Infatti se il generale McBurney si insinua nei favori di ben tre donne diverse, allo stesso tempo esse credono di fare un loro privato gioco, di piacere sessuale al riparo da occhi indiscreti e potenziali rivali. Coppola non è nuova all’argomento della repressione femminile: già in Il giardino delle vergini suicide la giovane Lux vendicava la sua voglia di esplorazione sessuale oltre le sterilizzazioni simboliche ed egoiste della madre, parlando di quanto fosse folle stroncare le pulsioni nascenti di un’adolescente per la paura che il mondo esterno le faccia del male. Così anche qui McBurney è l’incarnazione di un mondo fino ad allora relegato fuori dal cancello, la mutevolezza di esso e la sua pericolante umanità. È anche una vita messa alla prova, che domanda ogni giorno di scegliere come operare. L’alterità da cui erano isolate le ragazze fa sì che l’esperienza umana in sé sia irriducibile ai recinti costruiti da Farnsworth.
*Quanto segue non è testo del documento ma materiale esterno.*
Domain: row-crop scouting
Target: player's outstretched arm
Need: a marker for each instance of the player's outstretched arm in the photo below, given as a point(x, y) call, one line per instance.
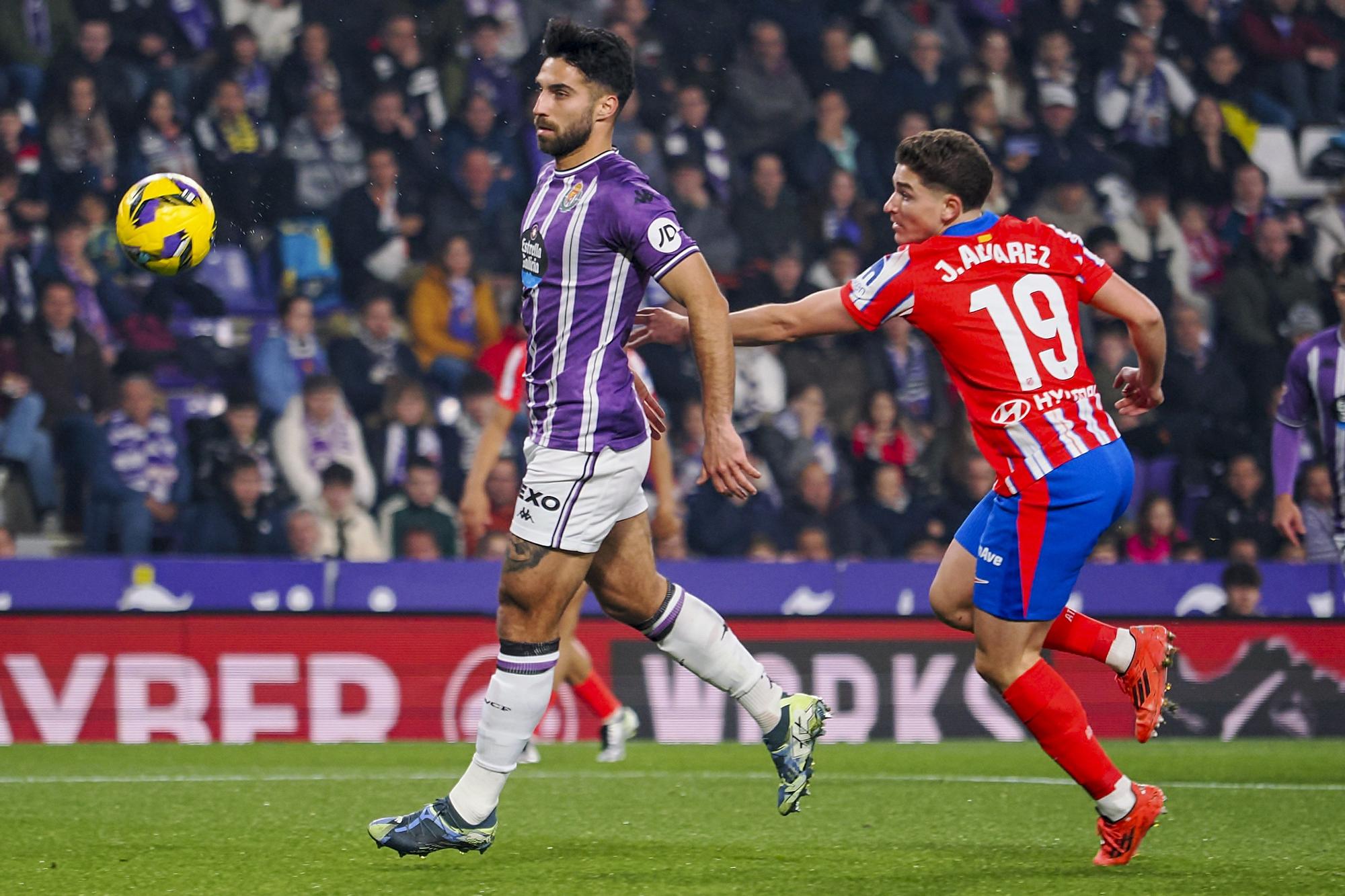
point(1143, 388)
point(816, 315)
point(726, 460)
Eppure la sopravvivenza richiede anche misure conservative.
Scontri di genere
Coppola rielabora la violenza esplicita di Siegel con alcune ellissi e sparuti deliri di risvolto comico. Scegliendo uno screen-time più ristretto, cioè novanta minuti circa, il passaggio repentino dalla prima sezione della storia alla seconda (breve) fa sì che ne soffra anche la caratterizzazione dei personaggi e il ritmo narrativo. Tuttavia c’è il tempo per un’orchestrazione nera di inganni, dove esplodono i caratteri irrazionali dell’uomo e quelli più freddi e brutali delle donne, una volta che la loro sicurezza e la loro essenza è minacciata. L’uno è spesso impulsivo, dimenantesi in una furia animalesca e geloso di ciò che ritiene gli dia una sostanziale autorità mascolina, un esplicito dominio. L’altra è silenziosa, pronta a tramare e ordinare gli elementi a disposizione per trovare della materia d’inganno, appunto, e sopravvivere. Se Cechov diceva che una volta entrata una pistola in scena, essa dev’essere usata prima o poi, Coppola non si serve della lezione nella maniera più ovvia. La messa da parte dell’unica cartuccia a disposizione di Martha per difendersi la dice lunga sul tipo di contrapposizione instaurato dai due poli di genere nei momenti più tesi del film. Coppola mostra allora questo collettivo non solo nei suoi momenti di deriva taciturna e di rivalità, ma anche nelle sue risorse e collaborazioni solerti. Il genere gotico qui diventa la malinconia femminile in controluce. Ma è anche l’intrusione elettrizzante e pericolosa dell’uomo, come dell’anarchia della guerra. La regista dice a Rollingstone: «Il mio scopo principale era immaginare com’era per queste donne, che erano state cresciute per essere delle signore, dover sopravvivere durante un tempo così brutale.» Quest’ultimo d’altronde è evento guerresco imposto dall’alto, abbandonandole a se stesse e costringendole ad una scrupolosa e rigida autodifesa, oltre che alla reinvenzione di sé.